A statement from the World Meteorological Organization (WMO) on Earth Day estimates that the pandemic will result in a six per cent drop in carbon emissions in 2020 , but warned “COVID-19 may result in a temporary reduction in greenhouse gas emissions, but it is not a substitute for sustained climate action”.  The full WMO Statement on Global Climate Change continues …. “We need to show the same determination and unity against climate change as against COVID-19. We need to act together in the interests of the health and welfare of humanity not just for the coming weeks and months, but for many generations ahead.”

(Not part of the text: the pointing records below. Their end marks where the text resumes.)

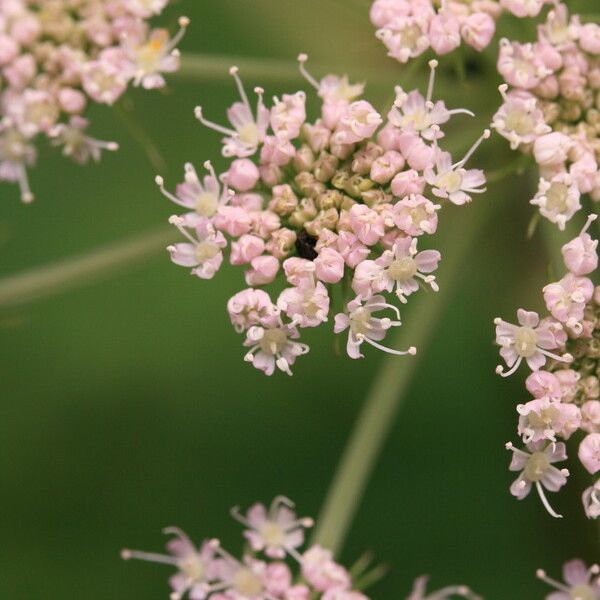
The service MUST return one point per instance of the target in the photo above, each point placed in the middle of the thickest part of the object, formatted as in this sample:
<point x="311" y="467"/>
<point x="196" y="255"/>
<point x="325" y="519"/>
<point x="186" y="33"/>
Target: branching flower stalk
<point x="349" y="197"/>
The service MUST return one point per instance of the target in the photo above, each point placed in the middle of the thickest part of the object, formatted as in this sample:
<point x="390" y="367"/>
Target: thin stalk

Scientists are speaking out against the “good news” approach of highlighting clear skies as a silver lining in the Covid crisis. Kate Marvel, a climate scientist at the NASA Goddard Institute for Space Studies and Columbia University, writes “I am a mad scientist” , calling for bolder climate change action, and stating  :

“I’m angry at the very idea that there might be a silver lining in all this. There is not. Carbon dioxide is so long-lived in the atmosphere that a small decrease in emissions will not register against the overwhelming increase since the start of the Industrial Revolution. All this suffering will not make the planet any cooler. If the air quality is better now, if fewer people die from breathing in pollution, this is not a welcome development so much as an indictment of the way things were before. “

U.K. financial consultants MSCI express similar thoughts from an economic viewpoint in “Will coronavirus reduce emissions long term? .  “This modeled decline in 2020 emissions does not necessarily indicate a structural change to our current world economy. The estimated emission levels are still comparable to those observed over the past five years, and the economy could readily rebound, returning emissions to prior levels. China already increased its industrial output when their quarantine began to slowly lift. Once Europe and the U.S. lift lockdowns and reopen borders, travel, commuting and economic output could return to “normal” levels. Thus, the projected decrease in global emissions could be short-lived. If so, the risk climate change poses to countries, companies and investors has not dissipated. A much more visible and immediate crisis has simply overshadowed it.”

Researchers from the Stockholm Environment Institute are interviewed in “COVID-19 pandemic raises new questions about the health impacts of air pollution”  and explain how  encouraging pictures of blue skies do not reflect the complexities of air pollution. The article, importantly, also seeks to counter the mis-impression that reduced economic activity is necessary to reduce air pollution, by pointing to the more important policy measures in many countries, including Canada, which have been improved air quality and human health without compromising economic growth.